When the decision of a state court is in favor of a right or privilege claimed under a statute of the United States, this court has no jurisdiction to review it.
Mr. B.R. Vineyard and Mr. Alexander Porter Morse, for plaintiff in error, submitted on their brief.
No appearance for defendant in error.
THE controversy in this case arose from the conflicting claims of the relator and the respondent to the office of sheriff of Buchanan County, Missouri. The proceeding was originally instituted by an information in the nature of a quo warranto, filed by the prosecuting attorney, in the Circuit Court of Buchanan County, to test the right of respondent, Andriano, to assume the duties of sheriff. The information was filed upon the relation of John H. Carey, who had been holding the office and discharging its duties for the two preceding years, and who, under the state law, had a right to hold it until his successor should be duly elected, commissioned and qualified. It alleged, in substance, that while the relator was in office, having the right thereto, the respondent, without any legal warrant, ground or right whatever, entered into, and assumed to discharge part of the duties of such office; and further averred that he was to that extent, an unlawful usurper of the rights belonging to relator, as sheriff of such county. Waiving the issue of a writ, respondent appeared, and by his answer, which by agreement was treated as a return, set up that he had received at the general election in November, 1886, the majority of the votes cast thereat for the office of sheriff of said county, and thereupon the governor of the State had issued to him his commission, and he had given bond and duly qualified as such sheriff. He further alleged that at the time of such election he was, and ever since had been, a citizen of the United States, a resident of the said county, and duly qualified, under the constitution and laws of the State, to hold the office. To this answer or return there was filed a reply, denying that respondent was, or ever had been, such citizen.
The case was tried upon the following stipulation of facts:
It was admitted by the parties, that Joseph Andriano, the respondent, was born in Heidelberg, Baden, now in the German Empire, in October, 1841; that he came to the United States with his father and mother in 1849, and the family settled in Buchanan County, Missouri, where respondent has ever since resided, and where his father and mother, who were, from a long time before respondent's birth, during their joint lives, husband and wife, resided up to the time of their deaths respectively; that his father and mother both lived until long after the year 1855; that respondent and his father and mother were born citizens of Baden, and so continued up to the time they came to the United States; and that Albert Andriano, the respondent's said father, was, by proper proceeding in the Circuit Court of the State of Missouri, within and for Buchanan County, duly naturalized under and pursuant to the laws of the United States, and thereby became a citizen of the United States, on the 4th day of October, A.D. 1854.
It was also admitted that all the statements contained in the information were true, and that respondent was guilty of the acts therein set forth, provided he (respondent) was not a citizen of the United States at the time of the general election, in November, 1886; but that if be were such citizen, then, while said acts were admitted to have been performed by respondent, they were not unlawfully but rightfully performed by him. It was also admitted that the respondent himself never took any steps or did anything toward becoming naturalized as a citizen of the United States.

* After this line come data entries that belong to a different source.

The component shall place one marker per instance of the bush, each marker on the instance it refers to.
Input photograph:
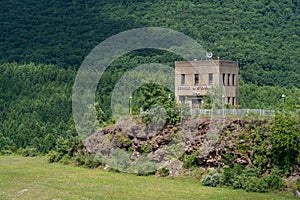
(255, 184)
(53, 156)
(163, 172)
(213, 178)
(91, 162)
(28, 151)
(190, 161)
(274, 182)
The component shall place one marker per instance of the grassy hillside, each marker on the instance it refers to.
(34, 178)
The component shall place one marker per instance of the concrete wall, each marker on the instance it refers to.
(218, 68)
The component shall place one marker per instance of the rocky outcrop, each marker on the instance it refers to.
(218, 141)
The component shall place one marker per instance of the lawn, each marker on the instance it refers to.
(35, 178)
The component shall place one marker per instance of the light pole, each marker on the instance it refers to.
(130, 106)
(223, 107)
(283, 96)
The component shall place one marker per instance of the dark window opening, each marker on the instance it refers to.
(228, 81)
(210, 78)
(196, 79)
(182, 79)
(182, 99)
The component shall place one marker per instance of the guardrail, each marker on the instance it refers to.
(233, 112)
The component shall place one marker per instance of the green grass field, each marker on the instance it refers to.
(35, 178)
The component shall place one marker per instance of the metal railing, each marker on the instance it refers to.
(232, 112)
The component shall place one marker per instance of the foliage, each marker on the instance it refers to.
(190, 161)
(285, 140)
(164, 171)
(213, 178)
(248, 179)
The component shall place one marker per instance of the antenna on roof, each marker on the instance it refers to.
(209, 55)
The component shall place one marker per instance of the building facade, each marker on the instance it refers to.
(193, 80)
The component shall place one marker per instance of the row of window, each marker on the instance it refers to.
(196, 102)
(196, 78)
(230, 79)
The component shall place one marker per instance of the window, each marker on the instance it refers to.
(210, 78)
(182, 79)
(228, 79)
(182, 99)
(196, 79)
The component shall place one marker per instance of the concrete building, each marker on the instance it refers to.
(193, 80)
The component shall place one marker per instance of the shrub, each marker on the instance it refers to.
(91, 162)
(213, 178)
(28, 151)
(163, 172)
(146, 148)
(190, 161)
(274, 182)
(255, 184)
(53, 156)
(65, 160)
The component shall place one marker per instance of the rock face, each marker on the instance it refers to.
(218, 141)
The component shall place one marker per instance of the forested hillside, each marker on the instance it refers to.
(262, 35)
(35, 99)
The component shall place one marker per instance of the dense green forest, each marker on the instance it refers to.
(262, 35)
(35, 99)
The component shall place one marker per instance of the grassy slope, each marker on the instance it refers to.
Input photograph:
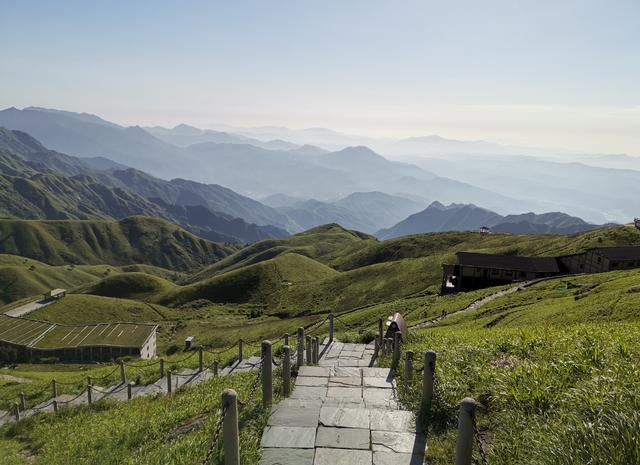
(24, 277)
(557, 376)
(134, 240)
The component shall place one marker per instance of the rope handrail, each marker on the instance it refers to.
(139, 365)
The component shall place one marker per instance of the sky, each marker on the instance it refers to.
(560, 74)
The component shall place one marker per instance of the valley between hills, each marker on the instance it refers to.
(553, 364)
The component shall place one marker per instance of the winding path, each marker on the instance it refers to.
(342, 412)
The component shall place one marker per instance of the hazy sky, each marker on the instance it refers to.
(557, 73)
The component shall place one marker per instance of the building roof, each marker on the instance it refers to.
(630, 252)
(509, 262)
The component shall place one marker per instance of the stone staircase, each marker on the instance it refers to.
(344, 411)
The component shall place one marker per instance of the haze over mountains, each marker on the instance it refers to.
(179, 173)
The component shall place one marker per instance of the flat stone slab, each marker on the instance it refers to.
(327, 456)
(391, 441)
(344, 372)
(340, 381)
(312, 381)
(295, 416)
(284, 456)
(377, 372)
(314, 371)
(345, 393)
(309, 392)
(395, 458)
(343, 438)
(288, 437)
(399, 420)
(344, 417)
(378, 382)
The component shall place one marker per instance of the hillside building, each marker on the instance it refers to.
(33, 340)
(477, 271)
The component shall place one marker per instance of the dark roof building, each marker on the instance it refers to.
(479, 270)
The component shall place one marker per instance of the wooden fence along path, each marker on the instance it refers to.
(342, 410)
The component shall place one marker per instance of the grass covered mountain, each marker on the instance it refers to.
(330, 267)
(40, 183)
(134, 240)
(362, 211)
(246, 168)
(467, 217)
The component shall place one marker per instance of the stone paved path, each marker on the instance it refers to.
(342, 412)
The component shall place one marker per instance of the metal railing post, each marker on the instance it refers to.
(464, 444)
(330, 328)
(408, 366)
(428, 376)
(286, 371)
(230, 432)
(300, 351)
(267, 374)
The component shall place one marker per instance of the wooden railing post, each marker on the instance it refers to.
(314, 350)
(286, 371)
(464, 445)
(300, 351)
(230, 431)
(267, 374)
(123, 375)
(428, 377)
(397, 347)
(308, 349)
(330, 328)
(408, 366)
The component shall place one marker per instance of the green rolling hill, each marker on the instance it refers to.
(135, 240)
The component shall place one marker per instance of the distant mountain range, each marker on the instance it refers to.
(467, 217)
(363, 211)
(38, 183)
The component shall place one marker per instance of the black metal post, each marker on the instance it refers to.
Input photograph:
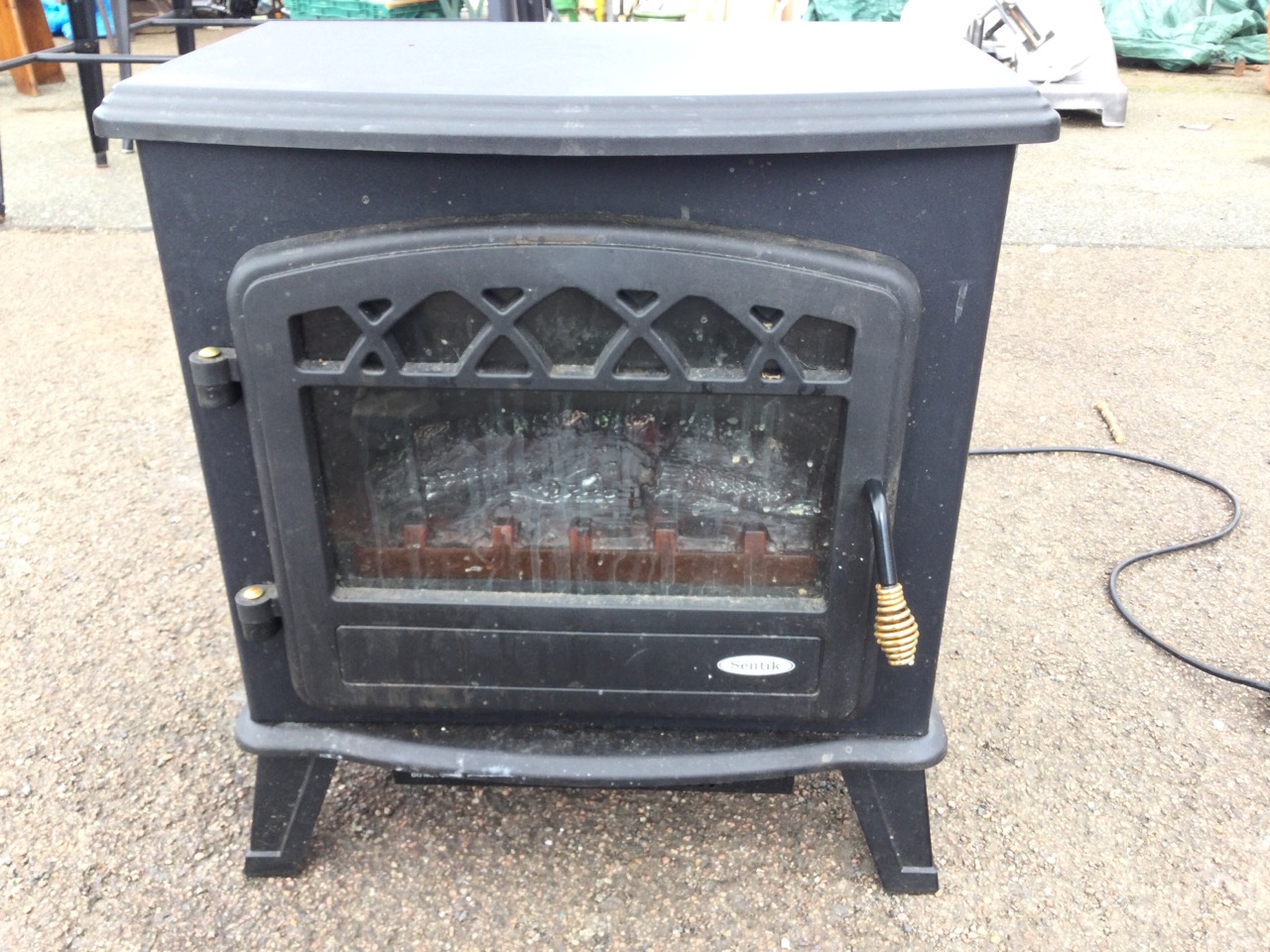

Upon the issue thus formed by the pleadings and stipulation, the Circuit Court found the respondent guilty as charged in the information, and rendered a judgment ousting him from the office, so far as he had been exercising, or assuming to exercise the duties thereof. From this judgment respondent appealed to the Supreme Court of the State, wherein the case was heard and the judgment reversed, and respondent restored to all things which he had lost by reason of the said judgment. To reverse this decision of the Supreme Court relator sued out this writ of error.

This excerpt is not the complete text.